One-dimensional ghost imaging with an electron microscope: a route towards ghost imaging with inelastically scattered electrons

 In quantum mechanics, entanglement and correlations are not sporadic curiosities but ubiquitous phenomena that are at the basis of interacting quantum systems. In electron microscopy, such concepts have not yet been explored extensively. For example, inelastic scattering can be reanalyzed in terms of correlations between an electron beam and a sample. Whereas classical inelastic scattering results in a loss of coherence in the electron beam, a joint measurement performed on both the electron beam and the sample excitation could restore the coherence and “lost information.” Here, we propose to exploit joint measurement in electron microscopy to achieve a counterintuitive application of the concept of ghost imaging, which was first proposed in quantum photonics.

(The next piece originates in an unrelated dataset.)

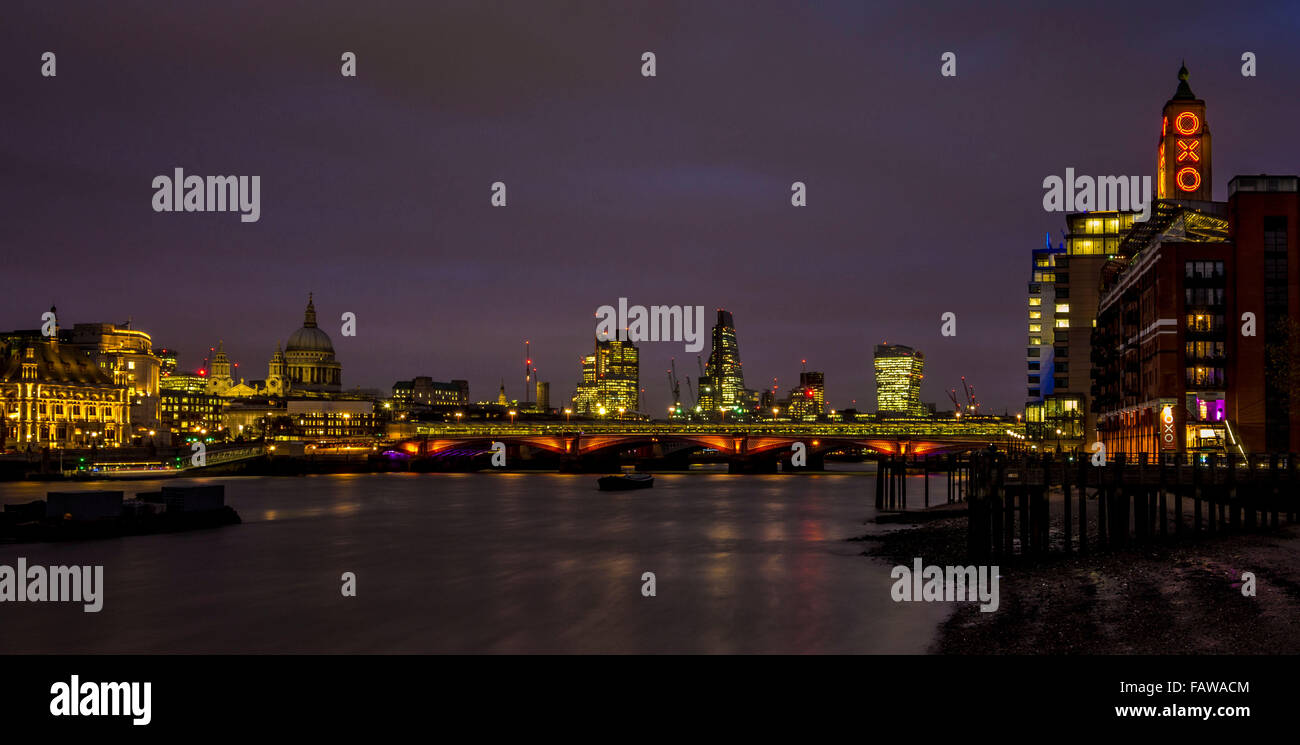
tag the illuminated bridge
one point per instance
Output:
(763, 441)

The same approach can be applied partially in electron microscopy by performing a joint measurement between a portion of the transmitted electron beam and a photon emitted from the sample, which arrives at a bucket detector, thereby allowing the formation of a one-dimensional virtual image of an object that has not interacted directly with the electron beam. The technique is of particular interest for low-dose imaging of electron-beam-sensitive materials using a minimal radiation dose, as the object interacts with other forms of waves, such as photons or surface plasmon polaritons, rather than with the electron beam itself. We provide a theoretical description of the concept for inelastic electron-sample interactions, in which an electron excites a single quantum of a collective mode, such as a photon, a plasmon, a phonon, a magnon or any optical polariton. The excited collective mode remains correlated with the interacting electron. In optical ghost imaging, spatially-entangled photon pairs or classically-correlated photons are used to extract information (such as phase, transmission 

and birefringence) from an object through a joint measurement. In electron microscopy, a similar approach can be applied to highly correlated systems, such as electron-surface plasmon polaritons, to obtain additional information about the sample. In addition to applications in materials science, the approach can be used to shape electron wavefunctions by post-selecting a particular correlated collective mode. As long as the generated collective mode states are not determined, the quantum state of the electron beam is a maximally mixed state. The approach could be used to broaden the range of applications of electron microscopy, as it enables a sample to be imaged with the “eyes” of a different probe, e.g., a plasmon polariton that originates in the material. In a broader sense, aside from achieving ghost or interaction-free imaging, the possibility to exploit quantum coherent effects is important for developing quantum imaging techniques in electron microscopy.